An improper integral is an integral that has at least one infinite limit or an integrand that becomes infinite within the interval of integration. When working with an improper integral, we typically consider such limits using techniques of integration and limits.

In the exercise on finding the volume of revolution, where the region under \( y = \frac{3}{x} \) is revolved about the x-axis, there is an infinite upper limit, \( x = \infty \). This makes the integral improper.

To tackle this, we solve it using a limit process:

• \( V = \pi \int_{1}^{\infty} \frac{9}{x^2} dx \)
• Evaluate the limit as \( b \to \infty \) of \( \int_{1}^{b} \frac{9}{x^2} dx \)

Here, the crucial step is recognizing that the function \( \frac{9}{x^2} \) decreases rapidly as \( x \) increases, allowing the integral to converge to a finite value.

Antiderivative

The antiderivative, also known as the indefinite integral, is a function whose derivative provides the original function within an integral. Finding the antiderivative is essential in solving definite integrals in calculus.

In our volume of revolution problem, once we set up the integral as \( \pi \int_{1}^{\infty} \frac{9}{x^2} dx \), our next task is to find the antiderivative of the integrand \( \frac{9}{x^2} \).

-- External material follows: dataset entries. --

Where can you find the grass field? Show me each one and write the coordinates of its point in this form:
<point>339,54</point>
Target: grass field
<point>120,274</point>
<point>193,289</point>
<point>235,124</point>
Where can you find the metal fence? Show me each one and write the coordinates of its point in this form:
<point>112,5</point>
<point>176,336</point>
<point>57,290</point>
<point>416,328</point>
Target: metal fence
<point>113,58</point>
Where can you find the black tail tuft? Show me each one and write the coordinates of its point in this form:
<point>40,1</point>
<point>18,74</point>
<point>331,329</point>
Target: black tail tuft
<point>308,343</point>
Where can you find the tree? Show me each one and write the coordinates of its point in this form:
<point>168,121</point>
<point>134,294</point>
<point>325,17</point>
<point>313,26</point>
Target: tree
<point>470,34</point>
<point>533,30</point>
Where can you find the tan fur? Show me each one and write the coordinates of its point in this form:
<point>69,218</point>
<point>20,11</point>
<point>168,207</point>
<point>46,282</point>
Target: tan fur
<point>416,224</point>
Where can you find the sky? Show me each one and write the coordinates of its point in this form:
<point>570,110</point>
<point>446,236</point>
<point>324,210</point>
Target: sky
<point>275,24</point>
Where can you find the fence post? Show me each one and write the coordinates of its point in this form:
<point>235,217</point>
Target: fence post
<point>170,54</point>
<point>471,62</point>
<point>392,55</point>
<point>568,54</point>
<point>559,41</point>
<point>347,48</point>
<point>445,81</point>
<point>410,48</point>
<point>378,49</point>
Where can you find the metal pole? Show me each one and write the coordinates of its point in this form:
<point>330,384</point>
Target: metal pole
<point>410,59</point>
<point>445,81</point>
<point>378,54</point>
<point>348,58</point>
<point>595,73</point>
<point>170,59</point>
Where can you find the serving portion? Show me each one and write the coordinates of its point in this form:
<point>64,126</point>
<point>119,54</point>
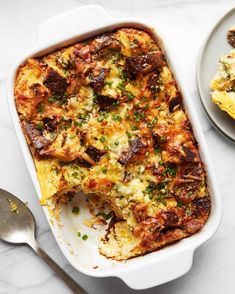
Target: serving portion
<point>223,84</point>
<point>105,116</point>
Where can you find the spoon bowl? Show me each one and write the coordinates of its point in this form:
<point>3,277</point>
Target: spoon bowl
<point>17,224</point>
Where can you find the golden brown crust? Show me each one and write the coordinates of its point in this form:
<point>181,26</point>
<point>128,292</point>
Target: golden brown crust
<point>105,116</point>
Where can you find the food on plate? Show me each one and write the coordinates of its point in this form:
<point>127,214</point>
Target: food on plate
<point>105,116</point>
<point>223,84</point>
<point>231,36</point>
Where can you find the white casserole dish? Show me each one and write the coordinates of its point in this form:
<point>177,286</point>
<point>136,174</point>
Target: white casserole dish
<point>141,272</point>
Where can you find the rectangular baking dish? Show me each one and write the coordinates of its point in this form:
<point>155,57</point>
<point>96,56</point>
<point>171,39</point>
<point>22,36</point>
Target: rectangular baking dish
<point>141,272</point>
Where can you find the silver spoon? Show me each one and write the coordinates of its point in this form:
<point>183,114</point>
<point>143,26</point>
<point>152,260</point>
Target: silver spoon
<point>17,225</point>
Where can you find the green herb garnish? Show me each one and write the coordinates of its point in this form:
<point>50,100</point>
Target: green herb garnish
<point>40,107</point>
<point>75,210</point>
<point>117,117</point>
<point>102,139</point>
<point>40,126</point>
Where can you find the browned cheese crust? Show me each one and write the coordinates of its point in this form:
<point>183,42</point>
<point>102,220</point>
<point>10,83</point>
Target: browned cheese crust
<point>105,116</point>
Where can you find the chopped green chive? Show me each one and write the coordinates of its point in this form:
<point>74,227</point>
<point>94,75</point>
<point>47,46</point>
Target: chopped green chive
<point>108,83</point>
<point>102,139</point>
<point>106,216</point>
<point>75,210</point>
<point>171,171</point>
<point>157,149</point>
<point>104,170</point>
<point>78,124</point>
<point>129,135</point>
<point>40,107</point>
<point>121,86</point>
<point>134,128</point>
<point>40,126</point>
<point>130,96</point>
<point>117,117</point>
<point>84,237</point>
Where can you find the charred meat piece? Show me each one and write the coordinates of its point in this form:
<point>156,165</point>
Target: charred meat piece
<point>186,190</point>
<point>202,205</point>
<point>104,42</point>
<point>153,82</point>
<point>38,90</point>
<point>148,230</point>
<point>55,83</point>
<point>78,161</point>
<point>50,124</point>
<point>97,78</point>
<point>145,63</point>
<point>36,136</point>
<point>140,211</point>
<point>135,146</point>
<point>189,154</point>
<point>231,36</point>
<point>105,102</point>
<point>94,153</point>
<point>170,217</point>
<point>174,102</point>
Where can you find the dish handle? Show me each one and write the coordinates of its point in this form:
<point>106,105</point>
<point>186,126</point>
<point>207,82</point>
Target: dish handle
<point>71,24</point>
<point>159,271</point>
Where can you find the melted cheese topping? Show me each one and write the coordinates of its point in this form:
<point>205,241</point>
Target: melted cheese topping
<point>105,117</point>
<point>223,85</point>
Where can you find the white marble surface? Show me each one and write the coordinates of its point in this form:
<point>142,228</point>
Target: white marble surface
<point>185,24</point>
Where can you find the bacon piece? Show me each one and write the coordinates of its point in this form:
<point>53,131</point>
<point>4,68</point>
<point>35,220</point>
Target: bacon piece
<point>50,123</point>
<point>97,78</point>
<point>135,146</point>
<point>105,102</point>
<point>145,63</point>
<point>36,136</point>
<point>201,205</point>
<point>152,82</point>
<point>171,218</point>
<point>189,154</point>
<point>186,190</point>
<point>104,42</point>
<point>39,90</point>
<point>94,153</point>
<point>174,102</point>
<point>55,83</point>
<point>148,230</point>
<point>231,36</point>
<point>140,211</point>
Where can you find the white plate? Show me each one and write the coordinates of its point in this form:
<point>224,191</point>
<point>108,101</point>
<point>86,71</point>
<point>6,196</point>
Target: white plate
<point>141,272</point>
<point>215,45</point>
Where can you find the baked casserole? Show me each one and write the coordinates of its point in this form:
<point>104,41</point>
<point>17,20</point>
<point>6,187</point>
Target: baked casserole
<point>105,117</point>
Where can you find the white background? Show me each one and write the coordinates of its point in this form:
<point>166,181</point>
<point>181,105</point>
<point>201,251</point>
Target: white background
<point>185,24</point>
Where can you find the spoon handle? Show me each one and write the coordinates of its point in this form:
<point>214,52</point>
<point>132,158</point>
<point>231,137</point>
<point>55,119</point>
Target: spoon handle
<point>65,277</point>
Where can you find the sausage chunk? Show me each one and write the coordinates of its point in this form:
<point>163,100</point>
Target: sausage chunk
<point>55,83</point>
<point>145,63</point>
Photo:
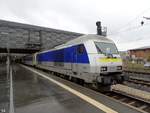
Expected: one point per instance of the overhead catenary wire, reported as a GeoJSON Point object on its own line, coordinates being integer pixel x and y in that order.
{"type": "Point", "coordinates": [124, 29]}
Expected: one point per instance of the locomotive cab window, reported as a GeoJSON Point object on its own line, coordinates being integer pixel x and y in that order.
{"type": "Point", "coordinates": [80, 49]}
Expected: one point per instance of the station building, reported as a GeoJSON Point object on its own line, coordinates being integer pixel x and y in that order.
{"type": "Point", "coordinates": [140, 53]}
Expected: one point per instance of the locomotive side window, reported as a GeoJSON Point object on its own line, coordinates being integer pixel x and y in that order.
{"type": "Point", "coordinates": [80, 49]}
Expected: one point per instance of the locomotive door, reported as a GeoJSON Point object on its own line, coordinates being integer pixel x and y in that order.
{"type": "Point", "coordinates": [74, 61]}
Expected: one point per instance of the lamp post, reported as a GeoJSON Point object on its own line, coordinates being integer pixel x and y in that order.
{"type": "Point", "coordinates": [8, 53]}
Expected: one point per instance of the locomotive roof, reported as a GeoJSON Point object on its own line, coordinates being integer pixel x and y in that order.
{"type": "Point", "coordinates": [84, 38]}
{"type": "Point", "coordinates": [80, 40]}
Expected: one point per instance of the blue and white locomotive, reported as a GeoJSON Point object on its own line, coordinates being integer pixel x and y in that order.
{"type": "Point", "coordinates": [94, 59]}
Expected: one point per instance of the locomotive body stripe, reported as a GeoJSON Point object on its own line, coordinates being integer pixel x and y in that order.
{"type": "Point", "coordinates": [65, 55]}
{"type": "Point", "coordinates": [106, 60]}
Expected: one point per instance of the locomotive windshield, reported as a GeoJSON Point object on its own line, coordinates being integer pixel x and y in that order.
{"type": "Point", "coordinates": [103, 47]}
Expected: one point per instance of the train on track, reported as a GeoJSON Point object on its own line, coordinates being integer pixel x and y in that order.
{"type": "Point", "coordinates": [90, 59]}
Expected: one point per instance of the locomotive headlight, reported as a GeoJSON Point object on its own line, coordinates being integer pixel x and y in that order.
{"type": "Point", "coordinates": [119, 67]}
{"type": "Point", "coordinates": [103, 68]}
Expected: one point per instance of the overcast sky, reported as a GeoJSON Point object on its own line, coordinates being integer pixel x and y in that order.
{"type": "Point", "coordinates": [122, 17]}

The antiderivative of \( \frac{1}{x^2} \) is \( -\frac{1}{x} \). Therefore, the integral simplifies to:

• \( 9\pi \left[-\frac{1}{x}\right]_{1}^{\infty} \)

Calculating this, and using the limits of integration, involves substituting the upper limit (\( \infty \)), resulting in zero because \( \frac{1}{\infty} = 0 \), followed by substituting and evaluating the lower limit, \( x = 1 \). This process leads to the final volume result of \( 9\pi \).